Although there’s no effective plague vaccine, he says, bioweapons commonly involve an infectious disease process, “and the United States has stockpiled therapeutics for most of these agents.”
Whether bioterrorism-related or not, disasters teach medical practices “how local they really are,” Mr. McDaniel says.
“When the locality is severely impacted, closed or, in certain cases, quarantined, you’re out of business,” he says.
Dr. Greenway adds that during disasters, “Patients bypass their doctors’ offices and go directly to a hospital or emergency room,” so healthcare systems must be able to support those facilities.
For example, hospitals may set up tents to treat patient overflow.
“Hospitals probably will call on their hospital staff to help staff those,” he says. “Dermatologists and other specialists can serve many ways in various disaster programs.”
Above all, Mr.

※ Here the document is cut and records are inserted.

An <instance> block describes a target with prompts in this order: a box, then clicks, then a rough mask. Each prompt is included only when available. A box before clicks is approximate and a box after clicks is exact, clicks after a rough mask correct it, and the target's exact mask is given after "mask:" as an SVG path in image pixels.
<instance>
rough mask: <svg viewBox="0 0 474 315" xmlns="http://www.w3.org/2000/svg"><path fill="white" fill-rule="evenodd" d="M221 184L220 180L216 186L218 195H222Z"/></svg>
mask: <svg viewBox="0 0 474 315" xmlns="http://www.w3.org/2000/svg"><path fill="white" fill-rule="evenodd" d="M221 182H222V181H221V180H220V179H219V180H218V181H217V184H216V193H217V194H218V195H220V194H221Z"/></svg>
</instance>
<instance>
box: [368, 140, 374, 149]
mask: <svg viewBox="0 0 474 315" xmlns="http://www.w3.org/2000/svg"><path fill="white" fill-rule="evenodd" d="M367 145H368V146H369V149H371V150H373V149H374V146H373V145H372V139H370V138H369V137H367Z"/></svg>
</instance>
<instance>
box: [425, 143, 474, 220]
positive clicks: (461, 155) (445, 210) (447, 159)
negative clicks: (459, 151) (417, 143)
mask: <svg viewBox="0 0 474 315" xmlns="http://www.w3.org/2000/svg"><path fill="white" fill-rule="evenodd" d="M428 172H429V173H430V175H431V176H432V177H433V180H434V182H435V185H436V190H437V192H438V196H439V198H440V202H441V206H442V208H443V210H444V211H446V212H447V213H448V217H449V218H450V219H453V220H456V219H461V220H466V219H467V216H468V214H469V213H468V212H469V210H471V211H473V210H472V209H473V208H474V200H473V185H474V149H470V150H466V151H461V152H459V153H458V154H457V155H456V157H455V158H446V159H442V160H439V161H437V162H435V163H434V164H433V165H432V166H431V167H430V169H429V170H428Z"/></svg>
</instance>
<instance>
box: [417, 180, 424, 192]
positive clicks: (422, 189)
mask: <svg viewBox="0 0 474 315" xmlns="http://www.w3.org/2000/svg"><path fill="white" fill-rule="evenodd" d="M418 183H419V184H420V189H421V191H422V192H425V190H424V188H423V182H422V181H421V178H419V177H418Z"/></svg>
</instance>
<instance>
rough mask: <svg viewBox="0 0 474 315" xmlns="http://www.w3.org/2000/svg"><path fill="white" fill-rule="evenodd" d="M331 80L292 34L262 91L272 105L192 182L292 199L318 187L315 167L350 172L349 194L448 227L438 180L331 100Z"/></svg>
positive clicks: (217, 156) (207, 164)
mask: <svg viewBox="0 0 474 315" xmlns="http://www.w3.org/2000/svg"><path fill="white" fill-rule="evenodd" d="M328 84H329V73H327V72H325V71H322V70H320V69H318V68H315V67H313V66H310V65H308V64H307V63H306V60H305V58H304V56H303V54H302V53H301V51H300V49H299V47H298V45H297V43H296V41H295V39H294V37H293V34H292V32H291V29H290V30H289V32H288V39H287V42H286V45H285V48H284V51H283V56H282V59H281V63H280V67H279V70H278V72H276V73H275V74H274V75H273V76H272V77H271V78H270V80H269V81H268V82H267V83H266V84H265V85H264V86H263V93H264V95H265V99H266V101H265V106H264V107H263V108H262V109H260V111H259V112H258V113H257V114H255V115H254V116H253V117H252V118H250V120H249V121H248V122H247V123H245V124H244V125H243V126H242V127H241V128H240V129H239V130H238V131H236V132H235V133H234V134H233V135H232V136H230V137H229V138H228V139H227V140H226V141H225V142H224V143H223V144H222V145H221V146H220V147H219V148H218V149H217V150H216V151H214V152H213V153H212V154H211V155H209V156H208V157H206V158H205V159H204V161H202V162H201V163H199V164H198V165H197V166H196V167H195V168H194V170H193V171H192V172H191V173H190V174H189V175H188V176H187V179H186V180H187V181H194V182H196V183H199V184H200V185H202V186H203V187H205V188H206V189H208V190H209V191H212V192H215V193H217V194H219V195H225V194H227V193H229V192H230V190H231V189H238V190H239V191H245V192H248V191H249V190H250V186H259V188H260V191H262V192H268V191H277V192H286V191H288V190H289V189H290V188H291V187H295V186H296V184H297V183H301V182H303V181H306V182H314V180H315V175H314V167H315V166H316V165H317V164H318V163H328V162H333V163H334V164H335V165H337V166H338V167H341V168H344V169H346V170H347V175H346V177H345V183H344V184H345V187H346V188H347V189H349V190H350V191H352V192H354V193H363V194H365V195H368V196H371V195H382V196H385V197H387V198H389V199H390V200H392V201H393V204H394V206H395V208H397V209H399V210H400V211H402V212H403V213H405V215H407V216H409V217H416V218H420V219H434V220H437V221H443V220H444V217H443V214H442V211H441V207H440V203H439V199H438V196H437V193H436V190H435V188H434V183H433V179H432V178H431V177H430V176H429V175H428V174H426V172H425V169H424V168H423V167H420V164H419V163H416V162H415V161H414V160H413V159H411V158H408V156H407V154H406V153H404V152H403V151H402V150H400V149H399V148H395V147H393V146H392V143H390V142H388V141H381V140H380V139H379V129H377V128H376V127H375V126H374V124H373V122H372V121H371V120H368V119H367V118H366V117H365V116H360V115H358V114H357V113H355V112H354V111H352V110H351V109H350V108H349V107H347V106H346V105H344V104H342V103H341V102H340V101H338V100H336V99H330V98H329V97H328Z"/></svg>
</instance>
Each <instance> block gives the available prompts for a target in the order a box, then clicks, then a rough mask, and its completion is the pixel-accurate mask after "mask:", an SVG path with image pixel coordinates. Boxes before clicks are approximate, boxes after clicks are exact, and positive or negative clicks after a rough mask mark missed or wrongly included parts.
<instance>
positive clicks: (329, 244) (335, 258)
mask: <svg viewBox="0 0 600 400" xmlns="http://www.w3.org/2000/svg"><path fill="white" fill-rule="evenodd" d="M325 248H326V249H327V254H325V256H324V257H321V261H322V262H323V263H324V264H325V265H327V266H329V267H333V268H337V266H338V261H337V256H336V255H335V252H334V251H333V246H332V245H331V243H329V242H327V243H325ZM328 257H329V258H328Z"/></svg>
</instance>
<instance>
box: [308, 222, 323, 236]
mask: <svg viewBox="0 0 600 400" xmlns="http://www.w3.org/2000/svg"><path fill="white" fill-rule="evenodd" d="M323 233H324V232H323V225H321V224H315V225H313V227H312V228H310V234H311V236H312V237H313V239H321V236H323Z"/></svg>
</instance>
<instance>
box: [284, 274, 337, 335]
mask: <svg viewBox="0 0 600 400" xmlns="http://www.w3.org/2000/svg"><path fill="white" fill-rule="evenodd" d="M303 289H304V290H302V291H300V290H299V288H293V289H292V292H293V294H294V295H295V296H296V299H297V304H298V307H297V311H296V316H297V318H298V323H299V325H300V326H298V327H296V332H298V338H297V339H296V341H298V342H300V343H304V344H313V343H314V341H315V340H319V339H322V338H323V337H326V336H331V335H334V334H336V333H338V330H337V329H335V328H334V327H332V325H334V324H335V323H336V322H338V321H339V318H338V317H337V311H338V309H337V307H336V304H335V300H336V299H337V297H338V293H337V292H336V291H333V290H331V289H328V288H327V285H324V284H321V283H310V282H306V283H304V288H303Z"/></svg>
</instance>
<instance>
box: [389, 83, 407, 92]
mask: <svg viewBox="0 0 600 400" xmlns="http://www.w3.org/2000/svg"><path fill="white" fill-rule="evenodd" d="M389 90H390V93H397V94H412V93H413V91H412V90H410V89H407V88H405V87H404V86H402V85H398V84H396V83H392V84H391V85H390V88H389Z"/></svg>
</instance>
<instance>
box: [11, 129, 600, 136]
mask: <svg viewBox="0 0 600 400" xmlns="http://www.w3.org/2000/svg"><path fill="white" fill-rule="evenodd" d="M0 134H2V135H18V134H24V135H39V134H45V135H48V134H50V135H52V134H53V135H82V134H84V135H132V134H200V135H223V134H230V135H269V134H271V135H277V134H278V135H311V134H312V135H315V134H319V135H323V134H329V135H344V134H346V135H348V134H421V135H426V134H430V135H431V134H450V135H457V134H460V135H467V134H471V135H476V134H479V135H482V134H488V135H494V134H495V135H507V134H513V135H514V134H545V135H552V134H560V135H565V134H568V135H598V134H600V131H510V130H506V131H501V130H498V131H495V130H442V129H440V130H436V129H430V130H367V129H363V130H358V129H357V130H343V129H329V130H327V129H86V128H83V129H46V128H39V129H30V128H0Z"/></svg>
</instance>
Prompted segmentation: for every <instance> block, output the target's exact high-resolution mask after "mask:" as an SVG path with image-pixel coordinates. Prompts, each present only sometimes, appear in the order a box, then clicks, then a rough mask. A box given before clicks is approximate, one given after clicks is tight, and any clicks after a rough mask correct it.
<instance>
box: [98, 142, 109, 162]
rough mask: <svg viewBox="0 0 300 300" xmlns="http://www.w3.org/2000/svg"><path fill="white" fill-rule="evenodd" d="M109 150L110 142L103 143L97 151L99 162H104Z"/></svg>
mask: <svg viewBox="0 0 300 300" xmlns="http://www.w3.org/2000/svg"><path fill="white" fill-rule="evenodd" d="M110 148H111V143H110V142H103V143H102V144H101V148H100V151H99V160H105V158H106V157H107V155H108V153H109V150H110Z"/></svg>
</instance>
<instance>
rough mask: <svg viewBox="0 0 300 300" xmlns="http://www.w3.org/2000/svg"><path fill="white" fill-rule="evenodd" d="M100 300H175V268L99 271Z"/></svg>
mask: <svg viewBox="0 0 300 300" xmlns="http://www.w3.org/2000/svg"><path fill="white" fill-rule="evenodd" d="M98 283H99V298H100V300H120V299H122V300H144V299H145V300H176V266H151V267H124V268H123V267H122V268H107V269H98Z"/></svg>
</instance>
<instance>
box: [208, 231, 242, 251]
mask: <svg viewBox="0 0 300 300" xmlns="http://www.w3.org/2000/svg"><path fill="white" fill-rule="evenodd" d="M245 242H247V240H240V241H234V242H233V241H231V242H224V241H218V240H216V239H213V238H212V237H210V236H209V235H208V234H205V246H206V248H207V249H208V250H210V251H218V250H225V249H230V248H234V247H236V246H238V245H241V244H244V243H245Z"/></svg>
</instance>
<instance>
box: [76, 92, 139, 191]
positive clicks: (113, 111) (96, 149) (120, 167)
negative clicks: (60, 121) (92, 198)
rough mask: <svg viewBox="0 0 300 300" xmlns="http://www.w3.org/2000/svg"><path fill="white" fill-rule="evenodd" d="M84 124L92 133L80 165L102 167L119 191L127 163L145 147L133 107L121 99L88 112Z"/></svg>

Dahl encourages physicians to adopt the attitude Dwight Eisenhower expressed toward battle plans. In actual battle, “The plans themselves are useless,” he says, “but the planning process is indispensable.”
Physicians can theorize and think they’ve created great emergency plans, “but the circumstances of a disaster will cause us to do things differently than we (had) planned,” Mr. Dahl says.
Disclosures: Drs. Boh, Dattwyler, Greenway, Lowenstein and Weiss report no relevant financial interests.